Globalement, les suffrages recueillis par les listes flamandes aux élections communales sont restés stables (75 pc) entre 1976 et 2006. Les listes francophones sont quant à elles passées de 15 à 20 pc tandis que les listes bilingues sont passées de 10 à 5 pc.

Dans les 6 communes à facilités, la situation est beaucoup plus contrastée: la part de suffrages recueillie par les listes francophones a augmenté, de 30 pc à près de 60 pc tandis que les listes flamandes et bilingues sont passées de 35 pc à près de 20 pc. Le phénomène est particulièrement remarquable à Crainhem, Linkebeek, Rhode-Saint-Genèse et Wezembeek-Oppem, où le gain des listes francophones oscille entre 20 pc et 40 pc (de 57,6 à 76,4 pc à Crainhem, de 52,4 à 83,8 pc à Linkebeek, etc.). Wemmel et Drogenbos ont fait exception jusqu'en 2006, quand elles étaient dominées par des listes bilingues. A Dilbeek, Grimbergen, Hoeilaart, Overijse et Vilvorde, les listes flamandes disposent toujours d'une majorité claire et la situation est stable. A Beersel, Tervueren et Zaventem, les listes francophones enregistrent une hausse légère mais constante (elles récoltent de 15 à 20 pc des voix). A Leeuw-Saint-Pierre, le score de la liste francophone est passé de 10,6 pc à 21,2 pc. En trente ans, le paysage politique dans la périphérie s'est donc polarisé, souligne l'étude qui s'interroge sur les raisons de ce phénomène, particulièrement dans les 6 communes à facilités.

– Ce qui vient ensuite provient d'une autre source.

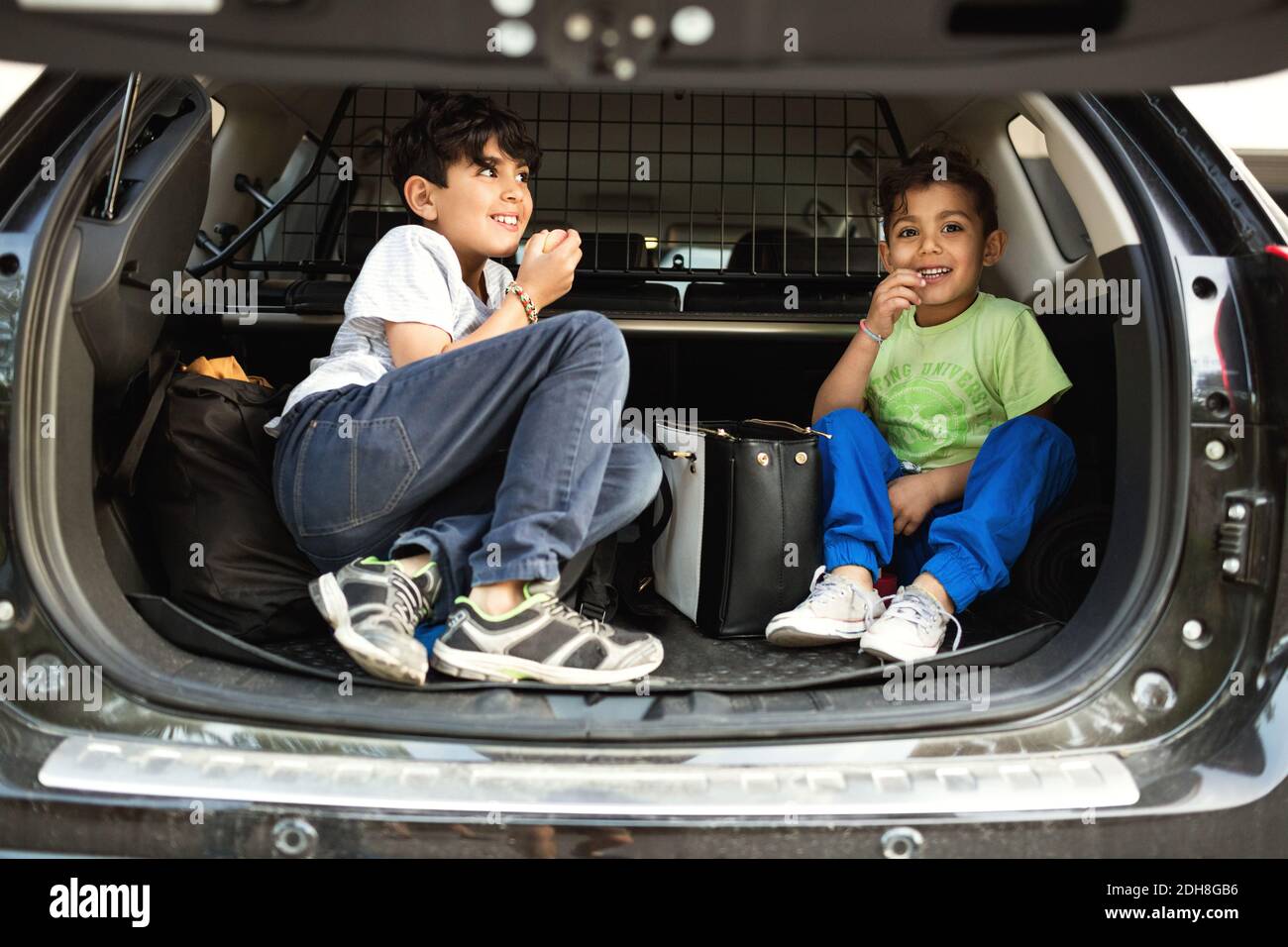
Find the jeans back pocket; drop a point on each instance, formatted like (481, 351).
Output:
(351, 472)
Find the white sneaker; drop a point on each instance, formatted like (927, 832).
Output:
(912, 628)
(837, 609)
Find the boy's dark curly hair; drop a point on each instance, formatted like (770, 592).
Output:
(451, 127)
(958, 167)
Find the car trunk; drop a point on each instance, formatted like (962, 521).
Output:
(696, 282)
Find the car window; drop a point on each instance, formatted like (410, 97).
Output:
(1061, 217)
(16, 77)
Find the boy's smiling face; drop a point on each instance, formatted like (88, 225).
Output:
(939, 234)
(483, 210)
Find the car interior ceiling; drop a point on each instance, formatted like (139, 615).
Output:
(674, 249)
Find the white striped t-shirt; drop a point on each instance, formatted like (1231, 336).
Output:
(411, 274)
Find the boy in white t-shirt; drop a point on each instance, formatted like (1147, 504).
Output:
(387, 467)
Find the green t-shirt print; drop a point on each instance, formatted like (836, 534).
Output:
(935, 392)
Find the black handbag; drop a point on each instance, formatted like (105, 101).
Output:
(200, 464)
(746, 531)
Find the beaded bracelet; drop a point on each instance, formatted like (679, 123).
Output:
(528, 305)
(863, 325)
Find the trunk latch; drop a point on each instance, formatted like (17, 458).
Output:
(1244, 535)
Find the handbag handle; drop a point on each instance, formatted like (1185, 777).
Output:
(160, 369)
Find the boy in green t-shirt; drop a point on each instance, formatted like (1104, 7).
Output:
(958, 458)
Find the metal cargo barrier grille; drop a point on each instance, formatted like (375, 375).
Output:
(670, 185)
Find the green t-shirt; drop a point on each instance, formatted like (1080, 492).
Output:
(935, 392)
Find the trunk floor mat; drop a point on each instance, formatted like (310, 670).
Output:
(996, 630)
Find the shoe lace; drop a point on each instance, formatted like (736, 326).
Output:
(824, 587)
(922, 613)
(574, 617)
(400, 615)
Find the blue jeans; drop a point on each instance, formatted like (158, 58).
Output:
(490, 458)
(1021, 471)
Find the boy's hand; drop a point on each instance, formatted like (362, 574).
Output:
(894, 294)
(911, 497)
(548, 275)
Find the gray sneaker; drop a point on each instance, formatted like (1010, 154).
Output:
(541, 639)
(374, 607)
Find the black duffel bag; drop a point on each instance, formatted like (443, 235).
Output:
(201, 466)
(746, 532)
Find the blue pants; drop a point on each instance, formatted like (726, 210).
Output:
(492, 458)
(1021, 471)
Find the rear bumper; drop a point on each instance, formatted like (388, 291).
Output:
(84, 793)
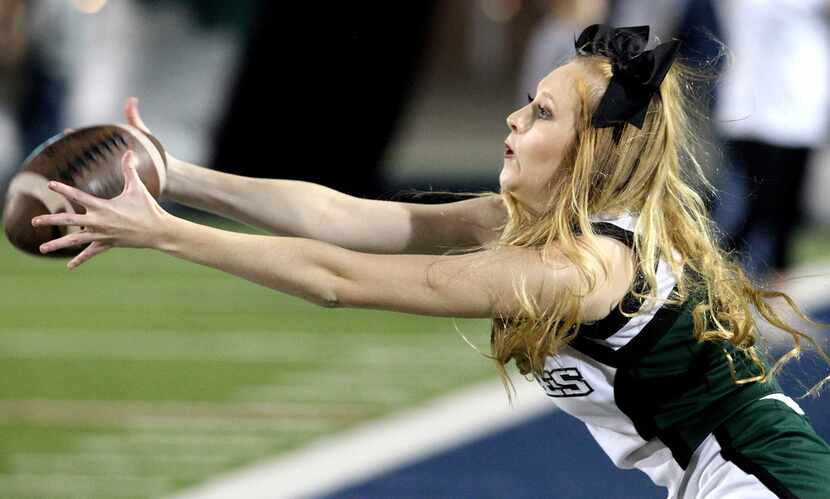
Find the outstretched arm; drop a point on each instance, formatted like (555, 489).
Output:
(305, 209)
(472, 285)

"Une politique flamande ferme peut faire en sorte que les francophones se sentent visés, ce qui entraîne l'augmentation du poids électoral francophone. Une stratégie d'évitement du conflit pourrait peut-être donner moins de poids aux listes francophones. Ces choix politiques peuvent être déterminants pour le succès des listes francophones et méritent que l'on y prête attention", a souligné Wout Frees, l'auteur de l'étude réalisée pour Vives, un centre d'études dont le conseil d'administration est considéré comme proche des milieux nationalistes flamands.